Ni mi padre ni mi madre se habían criado en casas con presupuesto para una gran cantidad de libros: aunque debió de causarle enormes estrecheces, habida cuenta de su salario de joven oficinista en una joven compañía de seguros, mi padre seleccionó y encargó con constancia todo cuanto él y Madre consideraban beneficioso para nosotros: puede decirse que compraban de cara al futuro.

Aparte de la estantería del cuarto de estar, a la que siempre se llamó “la biblioteca”, contábamos con las mesas de las enciclopedias y el atril en que descansaba el diccionario, junto a las ventanas del comedor. Allí, para ayudarnos a crecer discutiendo, estaba el Webster en su versión íntegra, la Enciclopedia Columbia, la Enciclopedia Ilustrada de Compton, la Biblioteca Lincoln y la última edición del Libro del Conocimiento.
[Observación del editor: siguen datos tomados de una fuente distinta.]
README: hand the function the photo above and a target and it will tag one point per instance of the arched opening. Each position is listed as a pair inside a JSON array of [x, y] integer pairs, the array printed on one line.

Y el año en que nos mudamos a la casa nueva dispusimos del espacio suficiente para celebrarlo con la edición de la Britannica de 1925, que mi padre- siempre mirando cara al futuro-consideraba mejor que cualquier edición previa. 

En “la biblioteca”, dentro de la vitrina de estilo misión que se cerraba con tres puertas acristaladas, formando un losange, junto al sillón Morris de mi padre, y la lámpara de pantalla de cristal velado, sobre una mesa adyacente, se conservaban los libros que pronto me tocaría empezar a leer; y así ocurrió: fui leyéndolos todos a medida que alcanzaba a cogerlos, estante por estante, de abajo arriba. Me esperaba un estuche con las Lecturas Stoddard, todas con su vocabulario decimonónico y sus viñetas de la vida campesina, sus pintorescas creencias y costumbres, y las ilustraciones  correspondientes grabadas en media tinta: la erupción del Vesubio, Venecia a la luz de la luna, un campamento de gitanos alrededor de la lumbre. Yo ignoraba entonces que encerraban la clave del deseo de mi padre por conocer el mundo. Leía acompañada  de su otro amor lejano: el Libro de la  Ópera editado por la casa Victrola, en el que aparecían, en sinopsis, una ópera tras otra, con retratos de Melba, Caruso, Galli-Curci y Geraldine Farrar vestidos de época, algunas de cuyas voces escuché en los discos de Red Seal.

Interpretaba como algo secundario lo que mi madre leyera para informarse; ella se sumergía, hedonista, en las novelas. Leía a Dickens con el mismo ánimo que le habría embargado si se hubiera fugado con él. Las novelas de su adolescencia que habían permanecido en su imaginación, amén de las de Dickens, Scott, y Robert Louis Stevenson, eran Jane Eyre, Trilby, La dama de blanco, Verdes mansiones, Las minas del rey Salomón. El nombre de Marie Corelli surgía de cuando en cuando en la conversación, si bien, comprendí que había caído en desgracia para mi madre, quien solo conservó Ardath en un gesto de pura lealtad. Con el tiempo se dedicó de lleno a Galsworthy, Edith Warthon y, sobre todo, al Thomas Mann de los volúmenes de José.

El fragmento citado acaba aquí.